Conversely, VMWare has made little progress, which is cause for some concern, they said. Despite ongoing popularity of hypervisor-based virtualization, they believe VMware appears to be underplaying the Docker container opportunity/threat and that there is longer-term downside risk for vSphere, VMware’s suite of virtualization products.
The analysts say software container platform provider Docker has consolidated its position as the de facto containerization application of choice, with widespread support from vendors and customers alike. The market also has standardized on Kubernetes for container orchestration, although there are use cases where alternative tools such as Mesosphere DC/OS and Docker Swarm are valued, according to the analysts.
In a video accompanying their report, analyst Gregg Moskowitz said a report two years ago predicted significant enterprise uptick by around 2018, and that prediction appears to be right on track. Cowen’s 2015 "Ahead of the Curve" report stated that wide-scale production enterprise deployments were still two to four years off, in part due to organizational mindsets that take time to change.
Cowen’s survey included about 500 cloud customers, where 41% of enterprises said they plan to deploy containers into production environments within the next 12 months, and another 29% expect to deploy in production over the subsequent one-year period.
Containers provide virtualization at the operating system level and enable apps to be deployed without requiring a hypervisor, often driving enhanced portability, performance, scalability and security. According to Docker, a container image is a lightweight, standalone, executable package of a piece of software that includes everything needed to run it: code, run time, system tools, system libraries and settings. Available for Linux- and Windows-based apps, containerized software will always run the same, regardless of the environment.

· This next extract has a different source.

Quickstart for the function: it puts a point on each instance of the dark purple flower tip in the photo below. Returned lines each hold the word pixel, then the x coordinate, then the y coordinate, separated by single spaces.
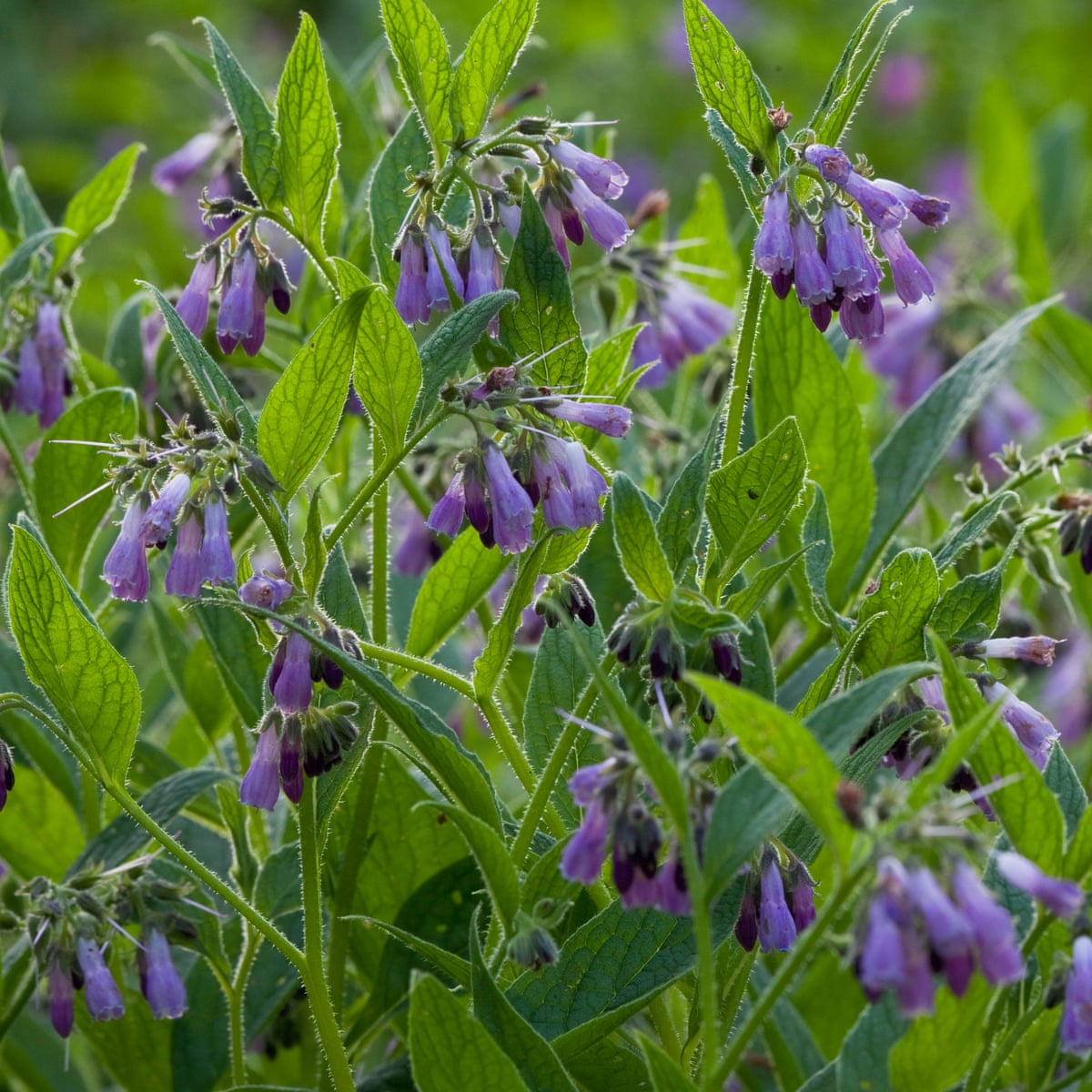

“At every level of the container stack, innovative solutions are now available from a thriving marketplace of new and established software vendors,” the Cowen analysts wrote. “Many of the early challenges have now been resolved, and various Platform-as-a-Service (PaaS) offerings provide customers with all they need to build and manage containers.”
However, they acknowledge that there is still work to be done, and it will be another two or three years before the ecosystem reaches maturity. For example, security is not yet at a point where most enterprises would feel comfortable running containers outside of VMs. In addition, there’s no clear-cut choice for enterprise container storage, which is required for databases and big data.
Andre Fuetsch, president of AT&T Labs and CTO, told SDxCentral that the company sees containers and their management as being really important going forward. He was not ready to discuss AT&T’s specific container implementations or vendor partners, noting only “I can assure you we are working with them all,” according to the publication.
Sprint Vice President of Technology Ron Marquardt recently told FierceWirelessTech that the company wasn’t ready to say anything publicly about where it will use a container versus a virtual machine, but it’s very much analyzing its options.